Vois ! c’est la salle antique où mourut ton aïeul !
Écoute ! c’est le vent dans la tour écroulée
Où le hibou hulule, et qu’il habite seul ;

C’est le Rhin qui murmure et fuit dans la vallée,
Sous le roc d’où, jadis, vers la tombe d’un Dieu,
Comme l’aigle au matin, tu pris ton envolée.

Par où, comment, Vieillard, revins-tu dans ce lieu ?
Tu ne sais, si ce n’est que ta chair est vivante.
Tes démons familiers ont accompli ton vœu !

Ici, tels qu’autrefois sur la face mouvante
Du désert, ils sont là, tous quatre, le Chien noir
Et les trois Sarrasins, ta secrète épouvante.

Oh ! s’arracher les yeux pour ne plus les revoir !
S’engloutir dans la nuit solitaire et profonde,
Dans l’oubli de la vie et de son désespoir !

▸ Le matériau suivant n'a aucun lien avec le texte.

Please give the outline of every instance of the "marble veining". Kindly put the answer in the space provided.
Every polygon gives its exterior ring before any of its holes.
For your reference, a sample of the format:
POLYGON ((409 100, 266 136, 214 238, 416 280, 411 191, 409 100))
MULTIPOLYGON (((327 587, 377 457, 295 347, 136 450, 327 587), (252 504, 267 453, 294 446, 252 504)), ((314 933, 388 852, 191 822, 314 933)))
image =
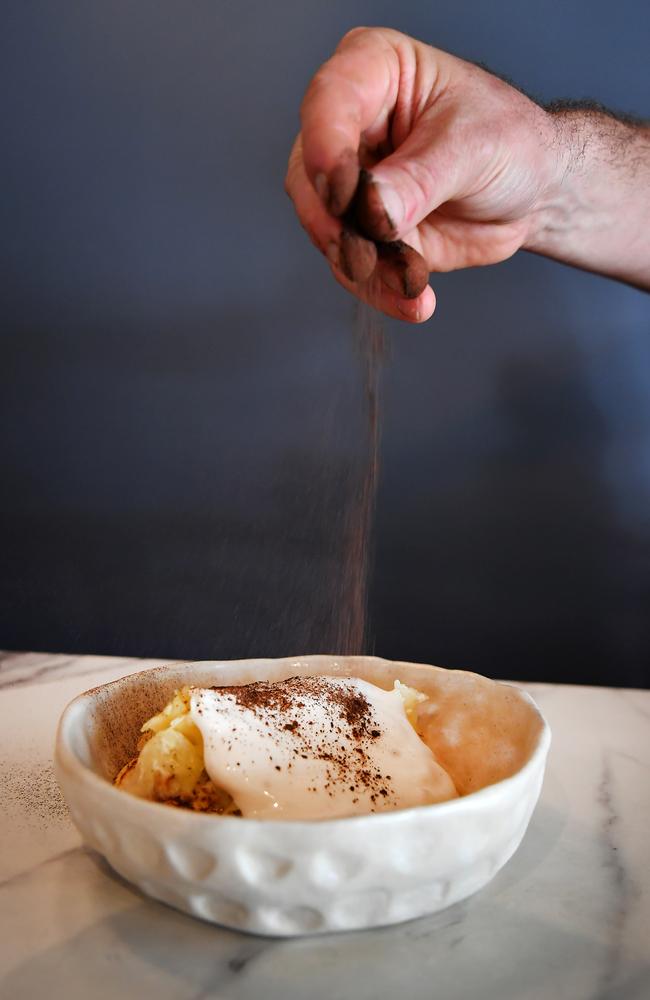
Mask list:
POLYGON ((612 788, 612 769, 609 754, 603 751, 601 778, 598 785, 598 803, 602 807, 602 839, 604 868, 611 875, 611 937, 607 949, 605 968, 600 992, 607 995, 616 980, 621 962, 621 946, 624 938, 625 919, 628 913, 628 875, 618 851, 616 827, 619 823, 612 788))
POLYGON ((400 927, 287 941, 142 896, 56 799, 65 704, 160 662, 0 653, 0 998, 650 996, 650 692, 524 685, 554 741, 528 834, 494 881, 400 927))
MULTIPOLYGON (((47 653, 0 653, 0 691, 6 687, 17 687, 21 684, 43 684, 58 680, 62 674, 65 677, 87 677, 109 672, 120 676, 130 673, 133 669, 131 657, 117 656, 62 656, 47 653)), ((156 666, 164 660, 147 660, 146 666, 156 666)))

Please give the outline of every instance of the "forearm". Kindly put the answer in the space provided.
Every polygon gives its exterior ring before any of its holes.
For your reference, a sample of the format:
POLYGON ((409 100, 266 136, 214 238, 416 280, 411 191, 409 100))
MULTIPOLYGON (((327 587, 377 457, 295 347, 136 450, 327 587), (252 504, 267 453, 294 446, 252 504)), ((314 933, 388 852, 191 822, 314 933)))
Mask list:
POLYGON ((524 248, 650 290, 650 128, 551 111, 556 181, 524 248))

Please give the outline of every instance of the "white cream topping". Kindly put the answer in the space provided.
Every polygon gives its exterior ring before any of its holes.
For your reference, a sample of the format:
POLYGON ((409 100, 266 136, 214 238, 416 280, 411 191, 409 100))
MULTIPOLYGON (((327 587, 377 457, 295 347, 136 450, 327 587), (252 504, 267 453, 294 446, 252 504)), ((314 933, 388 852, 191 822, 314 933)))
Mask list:
POLYGON ((330 819, 457 794, 399 692, 357 678, 199 688, 190 714, 208 775, 246 817, 330 819))

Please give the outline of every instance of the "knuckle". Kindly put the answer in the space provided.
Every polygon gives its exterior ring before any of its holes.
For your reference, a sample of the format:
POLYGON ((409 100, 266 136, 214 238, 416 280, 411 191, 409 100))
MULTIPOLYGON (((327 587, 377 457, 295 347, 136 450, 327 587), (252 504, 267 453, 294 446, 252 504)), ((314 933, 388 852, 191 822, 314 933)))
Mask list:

Pareil à Laquedem qui marche et vagabonde,
Sans but et sans repos, et toujours haletant,
Faut-il attendre autant que durera le monde ?

Où sont-ils, pour bénir l’irrémissible instant,
Tous ces moines, ces vils mâcheurs de patenôtres,
Gorgés par tes aïeux de tant de biens pourtant ?

Te voyant misérable et seul, les bons apôtres
Ne donnent rien pour rien, et savent, tour à tour,
Damner les uns pour mieux vendre le Ciel aux autres.